Приходилось много летать, бывать в разных странах, и это мне нравилось. Страсть к путешествиям у меня — наследство по отцовской линии. Они там все время переезжали — ну прямо цыгане. Дед родился в Баварии, перебрался в Голштинию, после женитьбы махнул в Саксонию, а в тридцатом году — уж совсем неожиданно — в Бельгию. Когда я была еще девочкой, на отца временами накатывало, и он начинал разглагольствовать о «процветающем семейном бизнесе в Антверпене». Говорил всегда очень напыщенно, но туманно, я так и не разобралась, что это был за бизнес. Иногда начинает мерещиться что-то невероятное, но, думаю, все было проще: никаким процветанием там и не пахло. Оттого в тридцать шестом они и вернулись. В Германии-то как раз процветали: уничтожена безработица, экономика на подъеме, порядок. Мне страшно думать об этом, и всем страшно, и все гонят это из головы, но ведь на самом деле Гитлер не устраивал только интеллигентов, голубых и евреев. Все остальные были довольны. Как любил говорить ваш Сталин? Жить стало лучше, жить стало веселее? Ну-ну, не сердитесь. Конечно, он не ваш Сталин. Сталин — не ваш, Гитлер — не наш. Откуда только взялись? Не иначе как создало ЦРУ по заказу проклятых американских империалистов. Да не смотрите вы так серьезно! Иногда можно и посмеяться, не всегда же обмениваться корректными улыбками, да еще беспокоиться, все ли пуговицы застегнуты. Когда я слушаю политкорректные высказывания, мне всегда вспоминается учитель Беликов. Почему вы так удивляетесь? Я хорошо знаю русскую литературу. И люблю Чехова. Только вот почему он все время жалуется на скуку? Может быть, потому что ему повезло и он жил в скучное время? Да, может, итак.

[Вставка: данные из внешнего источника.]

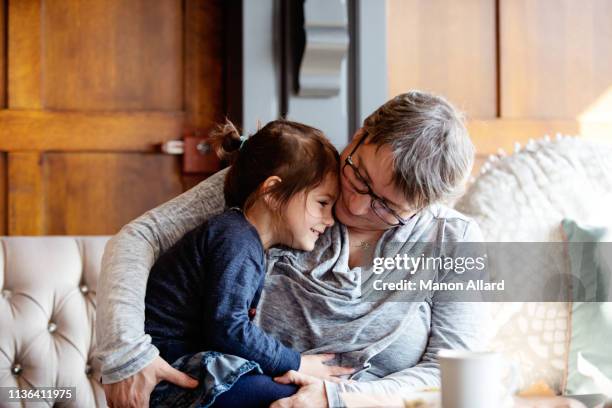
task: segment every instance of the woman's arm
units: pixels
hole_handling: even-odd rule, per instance
[[[484,306],[484,307],[483,307]],[[301,373],[289,371],[275,381],[296,384],[298,392],[277,401],[271,408],[292,406],[346,407],[342,393],[360,393],[376,396],[401,397],[424,387],[440,385],[440,365],[437,354],[440,349],[477,350],[483,343],[479,334],[486,327],[486,304],[438,303],[432,313],[432,329],[429,342],[421,360],[413,367],[395,372],[374,381],[341,382],[321,381]],[[388,401],[385,401],[387,403]]]
[[[149,271],[186,232],[223,211],[222,170],[124,226],[106,245],[97,289],[97,357],[102,382],[124,380],[158,355],[144,333]]]
[[[342,392],[374,395],[401,395],[424,387],[440,385],[438,351],[441,349],[478,350],[483,346],[483,328],[487,326],[486,304],[480,302],[444,302],[433,304],[431,333],[421,360],[413,367],[380,380],[335,384],[325,382],[330,407],[343,407]]]
[[[459,257],[464,252],[473,254],[474,245],[484,242],[478,225],[470,221],[454,243]],[[468,243],[462,247],[461,243]],[[482,276],[486,270],[480,272]],[[455,272],[446,274],[442,281],[462,281],[465,279]],[[452,297],[451,297],[452,298]],[[440,364],[438,351],[442,349],[480,350],[486,346],[489,327],[488,304],[481,301],[461,302],[449,300],[444,292],[434,293],[431,303],[431,331],[427,348],[420,361],[413,367],[390,374],[380,380],[335,384],[325,381],[325,392],[330,407],[343,407],[341,392],[359,392],[373,395],[401,395],[424,387],[440,386]]]

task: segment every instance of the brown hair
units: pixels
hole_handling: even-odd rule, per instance
[[[420,210],[460,193],[474,161],[462,114],[444,98],[411,91],[366,118],[367,143],[393,151],[393,183]]]
[[[338,174],[338,151],[313,127],[279,119],[243,140],[229,120],[211,136],[219,157],[231,164],[224,188],[228,207],[248,209],[261,184],[271,176],[278,176],[281,182],[268,193],[282,207],[294,194],[316,188],[330,173]]]

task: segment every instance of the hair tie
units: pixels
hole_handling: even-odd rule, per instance
[[[248,136],[240,136],[240,147],[238,148],[239,150],[242,150],[242,146],[244,146],[244,142],[246,142],[249,139]]]

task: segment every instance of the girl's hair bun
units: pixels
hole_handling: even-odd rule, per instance
[[[231,164],[238,157],[242,141],[236,126],[229,119],[225,119],[224,123],[217,125],[210,133],[210,143],[217,156]]]
[[[295,194],[310,191],[329,175],[338,177],[338,152],[318,129],[285,119],[274,120],[250,136],[242,149],[240,136],[236,136],[240,154],[227,172],[223,190],[228,207],[246,210],[263,194],[269,194],[280,211]],[[271,176],[279,177],[281,182],[261,191],[262,183]]]

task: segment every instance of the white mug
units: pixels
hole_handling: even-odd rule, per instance
[[[438,359],[443,408],[491,408],[508,404],[509,392],[516,387],[517,370],[499,353],[440,350]],[[504,385],[508,380],[510,384]]]

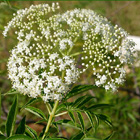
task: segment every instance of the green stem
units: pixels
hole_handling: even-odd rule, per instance
[[[56,100],[56,101],[55,101],[55,104],[54,104],[54,107],[53,107],[53,110],[52,110],[52,112],[50,113],[49,120],[48,120],[46,129],[45,129],[44,135],[43,135],[43,137],[42,137],[42,140],[44,140],[45,136],[47,135],[47,133],[48,133],[48,131],[49,131],[49,128],[50,128],[52,119],[53,119],[53,117],[55,116],[55,111],[56,111],[56,108],[57,108],[57,106],[58,106],[58,103],[59,103],[59,100]]]
[[[46,102],[46,107],[47,107],[49,115],[50,115],[51,114],[51,107],[50,107],[50,105],[47,102]]]
[[[61,116],[61,115],[65,115],[67,113],[68,113],[67,111],[66,112],[62,112],[62,113],[56,114],[55,117],[58,117],[58,116]]]
[[[82,33],[82,31],[79,32],[79,34],[81,34],[81,33]],[[78,40],[78,38],[79,38],[79,36],[77,36],[77,37],[74,39],[74,43]],[[74,47],[74,46],[70,47],[70,49],[68,50],[67,55],[70,54],[70,52],[72,51],[73,47]]]
[[[73,56],[77,56],[79,54],[83,54],[84,52],[77,52],[77,53],[74,53],[74,54],[71,54],[70,56],[73,57]]]

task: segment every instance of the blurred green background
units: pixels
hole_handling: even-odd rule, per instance
[[[18,9],[29,7],[31,4],[52,3],[50,1],[17,1],[17,2],[1,2],[0,3],[0,89],[2,94],[11,89],[10,80],[7,78],[7,61],[9,51],[14,47],[16,37],[13,31],[9,32],[9,36],[4,38],[2,31],[7,22],[13,17]],[[118,24],[124,28],[130,35],[140,36],[140,1],[60,1],[60,12],[74,8],[92,9],[95,12],[107,17],[112,24]],[[97,110],[109,116],[114,125],[115,131],[113,140],[140,140],[140,53],[137,52],[137,57],[133,66],[127,66],[126,82],[118,89],[118,92],[112,94],[105,92],[100,88],[89,91],[86,94],[91,94],[97,97],[97,103],[110,103],[114,107]],[[78,84],[92,84],[91,73],[83,75]],[[19,106],[22,106],[29,98],[20,95]],[[13,101],[13,95],[2,97],[2,121],[0,125],[4,129],[4,120],[7,117],[9,105]],[[37,104],[35,106],[38,106]],[[45,110],[44,104],[39,107]],[[18,114],[18,120],[21,116],[27,115],[27,123],[38,132],[43,128],[42,125],[34,125],[37,120],[32,114],[24,110]],[[67,116],[65,116],[67,117]],[[85,120],[87,118],[85,117]],[[86,121],[88,125],[88,121]],[[60,128],[61,135],[69,137],[74,133],[71,128]],[[109,126],[102,123],[98,128],[97,135],[104,137],[112,131]],[[91,134],[92,135],[92,134]]]

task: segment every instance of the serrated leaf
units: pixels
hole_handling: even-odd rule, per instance
[[[85,114],[87,115],[87,117],[88,117],[88,119],[89,119],[89,121],[91,123],[91,126],[92,126],[92,128],[94,130],[94,122],[93,122],[92,114],[90,112],[88,112],[88,111],[86,111]]]
[[[86,129],[86,133],[89,132],[91,130],[91,128],[92,127],[89,127],[88,129]],[[76,134],[75,136],[70,138],[70,140],[81,140],[84,135],[85,135],[85,133],[79,132],[78,134]]]
[[[95,134],[96,134],[97,128],[98,128],[98,126],[99,126],[99,117],[98,117],[98,115],[96,115],[96,114],[92,114],[92,115],[93,115],[94,118],[95,118]]]
[[[108,120],[108,117],[103,115],[103,114],[98,114],[98,117],[100,120],[104,121],[106,124],[110,125],[113,127],[112,123]]]
[[[35,114],[36,116],[42,118],[42,119],[46,119],[45,114],[38,108],[35,108],[32,106],[27,106],[25,109],[28,110],[29,112]]]
[[[73,107],[77,107],[86,97],[85,96],[81,96],[79,98],[77,98],[74,103],[72,104]]]
[[[96,105],[92,105],[90,107],[87,108],[87,110],[95,110],[95,109],[100,109],[100,108],[107,108],[107,107],[111,107],[112,105],[109,104],[96,104]]]
[[[25,135],[14,135],[7,138],[6,140],[33,140],[33,139]]]
[[[26,118],[26,116],[24,116],[23,119],[21,120],[21,122],[16,130],[16,134],[24,134],[24,132],[25,132],[25,118]]]
[[[96,114],[93,115],[95,117],[96,125],[99,126],[99,118]]]
[[[73,96],[76,96],[80,93],[83,93],[85,91],[88,91],[88,90],[91,90],[93,89],[95,86],[93,85],[78,85],[78,86],[75,86],[69,93],[67,93],[66,97],[65,97],[65,100],[73,97]]]
[[[77,115],[78,115],[79,122],[81,124],[81,128],[83,131],[85,131],[84,119],[83,119],[81,112],[77,112]]]
[[[27,106],[29,106],[29,105],[31,105],[31,104],[33,104],[33,103],[37,103],[37,102],[39,102],[39,101],[41,101],[42,99],[40,98],[40,97],[38,97],[38,98],[32,98],[32,99],[30,99],[24,106],[22,106],[21,107],[21,110],[23,109],[23,108],[26,108]]]
[[[82,108],[83,106],[85,106],[90,100],[92,100],[95,97],[92,96],[85,96],[85,98],[78,104],[77,107]]]
[[[10,108],[10,111],[8,113],[7,121],[6,121],[6,134],[7,137],[11,136],[14,130],[15,126],[15,120],[16,120],[16,112],[17,112],[17,96],[15,96],[15,100]]]
[[[30,134],[33,138],[35,138],[35,139],[38,138],[38,137],[37,137],[37,133],[36,133],[35,130],[33,130],[33,129],[32,129],[31,127],[29,127],[28,125],[26,125],[26,129],[28,130],[29,134]]]
[[[78,133],[74,137],[72,137],[70,140],[81,140],[81,138],[84,136],[83,132]]]
[[[56,123],[58,125],[64,125],[64,126],[76,128],[76,129],[79,129],[79,130],[81,129],[80,126],[79,126],[79,124],[73,123],[73,121],[71,121],[71,120],[63,119],[63,120],[56,121],[54,123]]]
[[[75,123],[75,116],[74,116],[73,112],[69,111],[68,114],[69,114],[70,118],[72,119],[72,121]]]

…Но я сбилась с мысли. О чем мы говорили? Да, об отце. Он вернулся из плена в пятидесятом. До его возвращения мы тоже жили невесело, но тут и вовсе все разладилось. Глядя на нас с сестрой, отец каждый раз будто спрашивал: а это еще откуда? За год до конца войны он приехал в отпуск, потом мать написала ему на фронт, что беременна, и он стал ждать сына. То, что вместо него родились две девочки, возмутило его вдвойне. И когда нам исполнилось по шесть лет, мать попыталась исправить досадный промах. Врачи не советовали — нелады с почками были уже серьезные, — но она все-таки пошла на риск. А в результате что? Едва не стоивший ей жизни выкидыш. Но хуже всего, что этот невыношенный младенец и в самом деле оказался мальчиком. С того момента отец невзлюбил нас в открытую. Придирался, кричал, но чаще будто и вовсе не видел, и всегда ходил хмурый. Дела в магазине шли скверно. Он торговал антиквариатом, толк в старинных вещах действительно знал, но дельцом был паршивым.